Can't stress research on here enough either. Lots of info can be found in the search bar, it you still haven't found the info you seek, don't be afraid to ask questions. You are also welcome to PM me and I'll do my best to help. ;)

As for the solder-glue-stuff, might be a good alternative to soldering, but I don't know how it would hold up in a saber that's going to be smacked around and whatnot. You will also be cramming everything in the handle, likely pulling on wires and packing crap into small spaces, so you want the strongest connection possible. I would steer clear if possible. Learning to solder properly is the best plan of action IMHO.

Resta01
10-09-2012, 10:37 AM
Thank you everyone! I do feel a bit better about soldering now, haha. Also thanks for finding the recharge port diagram!
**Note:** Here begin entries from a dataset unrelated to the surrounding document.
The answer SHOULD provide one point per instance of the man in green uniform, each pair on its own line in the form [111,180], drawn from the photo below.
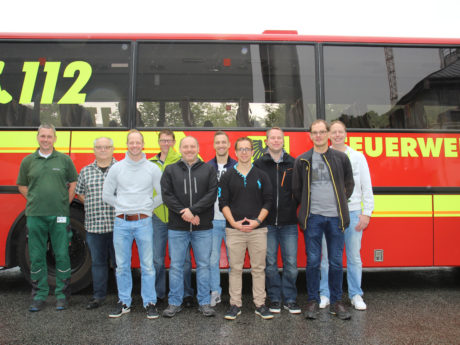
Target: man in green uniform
[47,179]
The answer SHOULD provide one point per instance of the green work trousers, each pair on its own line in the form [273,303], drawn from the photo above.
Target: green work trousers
[56,228]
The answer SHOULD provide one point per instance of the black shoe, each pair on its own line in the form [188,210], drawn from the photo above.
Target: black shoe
[293,308]
[275,307]
[120,310]
[36,305]
[207,310]
[340,311]
[94,303]
[61,304]
[188,302]
[152,312]
[172,310]
[312,310]
[264,312]
[232,313]
[160,302]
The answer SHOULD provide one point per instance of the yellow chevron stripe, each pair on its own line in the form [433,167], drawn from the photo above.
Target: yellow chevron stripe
[447,205]
[403,206]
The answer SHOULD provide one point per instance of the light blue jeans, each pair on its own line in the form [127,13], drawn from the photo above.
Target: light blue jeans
[160,238]
[282,287]
[179,244]
[354,263]
[124,232]
[317,227]
[218,234]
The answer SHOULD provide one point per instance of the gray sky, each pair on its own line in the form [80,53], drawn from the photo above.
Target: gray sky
[399,18]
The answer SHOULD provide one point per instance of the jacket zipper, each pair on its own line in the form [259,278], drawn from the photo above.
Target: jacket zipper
[191,191]
[335,190]
[277,193]
[308,196]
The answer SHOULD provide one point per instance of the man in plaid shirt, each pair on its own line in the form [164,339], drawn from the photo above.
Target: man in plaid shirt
[99,217]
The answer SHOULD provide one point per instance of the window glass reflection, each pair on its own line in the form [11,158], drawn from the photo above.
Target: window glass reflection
[392,87]
[225,85]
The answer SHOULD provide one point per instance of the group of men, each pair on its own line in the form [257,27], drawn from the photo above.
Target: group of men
[179,200]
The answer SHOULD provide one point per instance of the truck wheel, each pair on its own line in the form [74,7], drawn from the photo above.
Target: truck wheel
[80,259]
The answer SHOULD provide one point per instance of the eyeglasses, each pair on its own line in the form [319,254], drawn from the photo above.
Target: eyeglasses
[100,148]
[318,133]
[244,149]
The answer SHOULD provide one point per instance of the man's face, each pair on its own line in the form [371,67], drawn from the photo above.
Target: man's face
[103,149]
[166,141]
[221,145]
[46,139]
[244,151]
[135,144]
[338,134]
[319,134]
[275,140]
[189,150]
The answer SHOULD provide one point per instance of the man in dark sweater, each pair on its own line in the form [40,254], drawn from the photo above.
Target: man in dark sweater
[189,189]
[322,183]
[282,225]
[245,196]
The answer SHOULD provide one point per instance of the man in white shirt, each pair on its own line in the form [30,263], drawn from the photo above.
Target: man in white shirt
[359,220]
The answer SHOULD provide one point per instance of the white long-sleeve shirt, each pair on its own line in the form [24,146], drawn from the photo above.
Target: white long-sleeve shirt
[363,185]
[129,186]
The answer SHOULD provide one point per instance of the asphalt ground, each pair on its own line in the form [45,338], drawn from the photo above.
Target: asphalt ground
[405,306]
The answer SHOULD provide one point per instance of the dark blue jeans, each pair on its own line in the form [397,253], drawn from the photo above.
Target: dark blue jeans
[101,249]
[160,238]
[282,287]
[318,225]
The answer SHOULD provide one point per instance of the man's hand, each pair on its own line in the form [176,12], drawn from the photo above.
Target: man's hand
[187,215]
[363,222]
[246,225]
[196,220]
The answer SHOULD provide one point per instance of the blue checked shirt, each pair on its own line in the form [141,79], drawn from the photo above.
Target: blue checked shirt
[99,216]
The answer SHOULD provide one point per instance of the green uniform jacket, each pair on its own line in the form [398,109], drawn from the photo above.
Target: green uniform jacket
[172,157]
[47,179]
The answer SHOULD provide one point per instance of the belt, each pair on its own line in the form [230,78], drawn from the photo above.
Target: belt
[130,217]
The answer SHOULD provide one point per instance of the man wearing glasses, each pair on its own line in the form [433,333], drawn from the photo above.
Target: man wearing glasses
[160,218]
[322,184]
[99,217]
[245,196]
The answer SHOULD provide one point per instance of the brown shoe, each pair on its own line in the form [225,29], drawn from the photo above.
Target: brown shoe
[339,309]
[312,310]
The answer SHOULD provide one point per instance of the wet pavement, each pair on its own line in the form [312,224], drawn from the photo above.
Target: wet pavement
[415,306]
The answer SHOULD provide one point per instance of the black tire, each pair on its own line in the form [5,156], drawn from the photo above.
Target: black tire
[80,259]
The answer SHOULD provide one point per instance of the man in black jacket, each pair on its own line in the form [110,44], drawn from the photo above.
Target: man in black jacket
[322,183]
[282,225]
[245,196]
[189,190]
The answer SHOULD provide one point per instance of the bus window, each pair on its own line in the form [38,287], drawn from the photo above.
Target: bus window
[65,84]
[225,85]
[392,87]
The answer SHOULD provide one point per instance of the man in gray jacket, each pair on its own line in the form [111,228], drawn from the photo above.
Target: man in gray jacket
[129,188]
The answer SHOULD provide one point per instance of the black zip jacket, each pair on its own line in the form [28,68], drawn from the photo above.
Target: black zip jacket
[245,195]
[283,211]
[192,187]
[342,180]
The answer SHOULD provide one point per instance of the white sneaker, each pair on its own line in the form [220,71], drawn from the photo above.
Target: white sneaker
[358,303]
[324,302]
[215,298]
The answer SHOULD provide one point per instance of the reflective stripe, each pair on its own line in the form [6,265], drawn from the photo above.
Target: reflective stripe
[83,141]
[403,206]
[447,205]
[26,141]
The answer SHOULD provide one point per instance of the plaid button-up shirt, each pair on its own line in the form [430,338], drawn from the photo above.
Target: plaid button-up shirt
[99,216]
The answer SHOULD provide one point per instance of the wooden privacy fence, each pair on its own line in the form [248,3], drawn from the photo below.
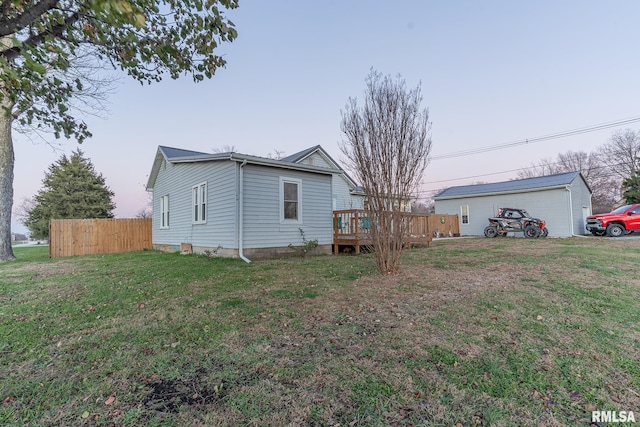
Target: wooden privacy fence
[69,237]
[444,225]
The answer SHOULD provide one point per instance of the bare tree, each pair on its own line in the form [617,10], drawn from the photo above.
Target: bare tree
[387,143]
[621,155]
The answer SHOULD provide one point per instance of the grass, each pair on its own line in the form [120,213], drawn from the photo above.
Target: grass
[496,332]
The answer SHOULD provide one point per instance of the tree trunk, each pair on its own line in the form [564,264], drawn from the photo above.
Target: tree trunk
[7,161]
I've seen a few good diagrams and can probably dig them back up, but how are you planning on using the port? (AV switch, sound card, etc) If you give a better idea of your set up, I can see if I can find a specific diagram for you.
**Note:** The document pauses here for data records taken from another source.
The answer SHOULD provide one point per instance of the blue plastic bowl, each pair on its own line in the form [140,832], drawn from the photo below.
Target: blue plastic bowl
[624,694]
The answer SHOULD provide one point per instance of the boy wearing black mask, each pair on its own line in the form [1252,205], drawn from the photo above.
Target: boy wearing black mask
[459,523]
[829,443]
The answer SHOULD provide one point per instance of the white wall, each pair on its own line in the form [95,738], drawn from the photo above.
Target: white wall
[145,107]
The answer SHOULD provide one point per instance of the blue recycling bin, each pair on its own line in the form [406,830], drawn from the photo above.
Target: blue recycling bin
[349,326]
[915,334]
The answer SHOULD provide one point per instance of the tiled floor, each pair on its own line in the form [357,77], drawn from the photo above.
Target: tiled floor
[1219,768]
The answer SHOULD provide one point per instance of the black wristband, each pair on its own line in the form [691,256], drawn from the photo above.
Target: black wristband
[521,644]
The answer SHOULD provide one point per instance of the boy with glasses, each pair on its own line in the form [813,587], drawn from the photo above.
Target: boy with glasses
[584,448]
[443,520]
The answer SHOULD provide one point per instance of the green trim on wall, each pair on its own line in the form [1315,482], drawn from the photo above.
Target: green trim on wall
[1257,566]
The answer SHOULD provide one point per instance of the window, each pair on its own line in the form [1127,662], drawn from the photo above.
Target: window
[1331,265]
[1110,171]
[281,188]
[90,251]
Oh, and if you want to use an AV switch, do you want it lit up when the kill key is pulled, or when the saber is turned on? Wiring up a recharge port isn't too hard, just depends on what you want to do. Mostly just goes between the battery and everything else...but I don't remember what goes to the kill switch negative port...think it's the battery negative (so when the kill key is in, the circuit is closed.)

Wow, I didn't know there were different types of recharge ports, I'm a bit lost now.

BlessedWrath
10-10-2012, 07:04 AM
Just be sure you've had enough practice before soldering Li-Ion packs. I never did mine; I bought one from TCSS. The prospect of overheating a battery just doesn't sit right with me.

Kyaryo Ysoyav
10-10-2012, 07:24 AM
Thank you everyone! I do feel a bit better about soldering now, haha. Also thanks for finding the recharge port diagram!



Wow, I didn't know there were different types of recharge ports, I'm a bit lost now.

It's not that are multiple recharge ports, it's just that you can wire them several different ways. The kill key just makes it so that if you plug something into the port, the circuit is closed. That way if you leave you saber on the shelf for a while you still have a full battery when you pick it up later. Normally you'd wire everything the same way, but if you have an illuminated AV switch you can set it up so when you take the kill key out it turns on (can be nice for belt display), or you can just wire it to your sound card and have it turn on when the saber is turned on.

Sorry to confuse! :p

Zahc Zi Phan
10-10-2012, 03:17 PM
Just an add on to the above post, with petit crouton (I have 2.0), if you simply use the accent led pads on the board to wire up the leds (either regular led OR illuminated anti-vandal) ONE of the leds will blink when the kill key is pulled, they will both blink and sequence when the saber is powered on. If you don't want the led to blink, but simply come on static on removal of the kill key, you'll have to wire the positive lead of the led into the positive prong of the recharge port. Don't forget the resistor though!!